GIGA Doctoral Researcher Hager Ali recently started an open access blog series on “Autocracies with Adjectives”. Get to know more about the Blog Series and Hager’s views on blogging in academia in this interview.
GIGA Doctoral Researcher Hager Ali recently started an open access blog series on “Autocracies with Adjectives”. Get to know more about the Blog Series and Hager’s views on blogging in academia below.
A few months ago, you started a blog series called “Autocracies with Adjectives”. What is the series about?
“Autocracies with Adjectives” is an open-access blog series on ECPR’s political science blog. The series is about authoritarian regimes and how to typologize them – imagine a written exchange between researchers commenting on the same issue using their respective expertise. I chose to name it “Autocracies with Adjectives” as a homage to David Collier and Stephen Levitsky’s 1997-paper “Democracy with Adjectives” – one of my all-time favorites – because the puzzle driving the series is a similar conceptual predicament: how many sub-types of one regime are too many? Except this time, we are going through this spiel for authoritarian regimes.
How does it connect to your own research?
The premise is based on my on my dissertation research and deals with a recurrent pet peeve I have about how authoritarianism is studied. In my dissertation, I analyze how political and socio-economic instability affect civil-military relations across the Middle East. Initially, my goal was to check my findings about civilian control against regime types. But I found myself struggling to settle on one regime dataset because I always took issue with either how cases were coded, or with how regime types were specified in the codebooks of each dataset. Moreover, the data suggested much less variation in regime types across the MENA-region than there actually is. Because this issue did not feel cut-and-dried enough for me to just compile a Special Issue, I went with a more experimental and open-ended format: a blog series.

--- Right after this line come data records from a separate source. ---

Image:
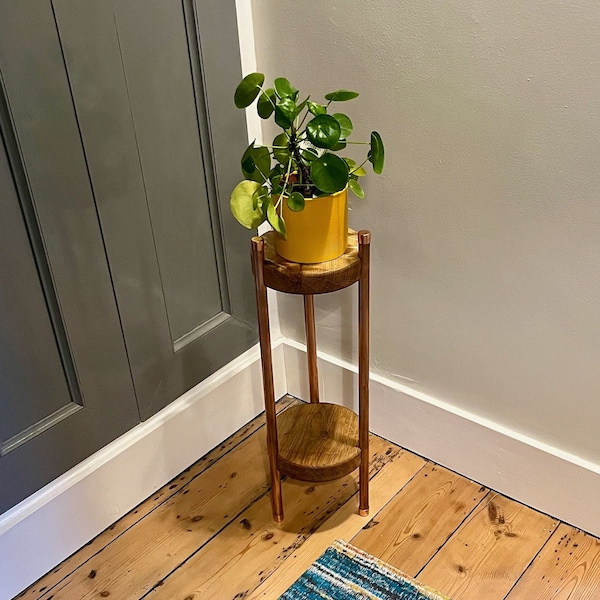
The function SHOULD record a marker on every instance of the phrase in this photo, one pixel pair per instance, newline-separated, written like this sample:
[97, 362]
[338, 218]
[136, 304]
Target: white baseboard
[534, 473]
[50, 525]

How did you get started with blogging?
Writing and editing blogs was a familiar process to me long before “Autocracies with Adjectives” because it resembles journalistic writing. Many elements that make a good blogpost are extremely similar to what makes a good newspaper article. Long before my undergraduate studies, I started working as freelance journalist at a daily newspaper in Frankfurt. Shifting from writing conventional articles to blogs for me was only a matter of adapting to the more conversational style of blogs and the use of social media to disseminate content.
Do you think blogging is important for academics?
Absolutely, and for good reasons. Academic publishing always lags months behind the real world by virtue of the peer review process. When academics make sense of events in the real world, that publication-lag means academics must prioritize key events in their framing to avoid expiring by the end of the peer review. A blog has a very different time horizon – and a much quicker editorial turnaround, which means you may be able to analyze issues that would be too small for a conventional paper. Another reason is of course the accessibility of a blog post versus that of a scientific paper that allows you to engage a different audience. In a sense, academic blogging can do what conventional academic publishing cannot, which makes blogs a good way to augment your research profile.